Resiliency Scoring
Beta Feature: Resiliency Scoring is currently in Beta. The API, configuration format, and scoring behavior may change in future releases.
If you encounter any issues or unexpected behavior, please open a bug report at github.com/krkn-chaos/krkn/issues. Include your configuration, krkn version, and any relevant logs or output.
Introduction
What is the Resiliency Score? The Resiliency Score is a percentage (0-100%) that represents the health and stability of your Kubernetes cluster during a chaos scenario. It is calculated by evaluating a set of Service Level Objectives (SLOs) against live Prometheus data.
Why use it?
A simple pass or fail doesn’t tell the whole story. A score of 95% indicates a robust system with minor degradation, while a score of 60% reveals significant issues that need investigation, even if the chaos scenario technically “passed”. This allows you to track resilience improvements over time and make data-driven decisions.
How does it work? After a chaos scenario completes, Krkn evaluates a list of pre-defined SLOs (which are Prometheus alert expressions) over the chaos time window. It counts how many SLOs passed and failed, applies a weighted scoring model, and embeds a detailed report in the final telemetry output.
The Scoring Algorithm
The final score is calculated using a weighted pass/fail model. By default, weights are based on SLO severity, but you can also assign custom weights to individual SLOs for more granular control.
SLO Severity and Default Weights
Each SLO is assigned a severity of either warning or critical:
- Warning: Represents performance degradation or minor issues. Worth 1 point by default.
- Critical: Represents significant service impairment or outages.
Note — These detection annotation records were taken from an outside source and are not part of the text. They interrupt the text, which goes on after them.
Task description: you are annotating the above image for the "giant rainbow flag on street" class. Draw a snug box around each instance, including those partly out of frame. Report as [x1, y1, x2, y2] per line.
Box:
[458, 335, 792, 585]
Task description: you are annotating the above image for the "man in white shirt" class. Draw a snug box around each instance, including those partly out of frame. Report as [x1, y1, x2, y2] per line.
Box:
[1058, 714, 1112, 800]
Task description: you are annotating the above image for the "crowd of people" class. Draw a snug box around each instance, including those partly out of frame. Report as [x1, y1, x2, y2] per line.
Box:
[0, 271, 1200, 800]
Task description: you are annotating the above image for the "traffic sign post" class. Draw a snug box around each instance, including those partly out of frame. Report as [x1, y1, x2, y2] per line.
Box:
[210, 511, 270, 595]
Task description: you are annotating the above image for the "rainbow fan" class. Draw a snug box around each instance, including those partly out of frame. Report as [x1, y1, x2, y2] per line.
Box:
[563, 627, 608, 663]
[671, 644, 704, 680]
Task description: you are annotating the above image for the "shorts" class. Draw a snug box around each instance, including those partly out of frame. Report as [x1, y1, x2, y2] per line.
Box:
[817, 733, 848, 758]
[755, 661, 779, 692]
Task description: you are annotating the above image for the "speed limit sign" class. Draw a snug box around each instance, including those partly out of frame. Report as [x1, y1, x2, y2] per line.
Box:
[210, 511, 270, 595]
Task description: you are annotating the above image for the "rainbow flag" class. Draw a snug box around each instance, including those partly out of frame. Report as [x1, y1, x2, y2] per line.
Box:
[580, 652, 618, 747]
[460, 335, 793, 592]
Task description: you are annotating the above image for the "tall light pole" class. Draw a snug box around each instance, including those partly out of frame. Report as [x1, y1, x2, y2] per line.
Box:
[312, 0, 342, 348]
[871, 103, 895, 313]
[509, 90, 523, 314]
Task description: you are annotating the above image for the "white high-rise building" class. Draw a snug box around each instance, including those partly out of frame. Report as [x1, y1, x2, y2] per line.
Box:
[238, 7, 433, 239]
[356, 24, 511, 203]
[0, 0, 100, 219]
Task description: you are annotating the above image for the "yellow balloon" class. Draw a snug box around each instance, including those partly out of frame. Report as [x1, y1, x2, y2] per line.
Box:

Worth 3 points by default.
Custom Weights
In addition to severity-based weighting, you can assign a custom weight to any individual SLO. This allows you to fine-tune the scoring model based on your specific requirements. When a custom weight is specified, it overrides the default severity-based weight for that SLO.
Use cases for custom weights:
- Emphasize business-critical SLOs beyond standard severity levels
- De-emphasize less important warnings
- Create custom scoring profiles for different environments or use cases
Formula
The score is calculated as a percentage of the total possible points achieved.
Score % = ((Total Points - Points Lost) / Total Points) * 100
Where:
- Total Points: The sum of weights for all evaluated SLOs (either custom weight or severity-based weight).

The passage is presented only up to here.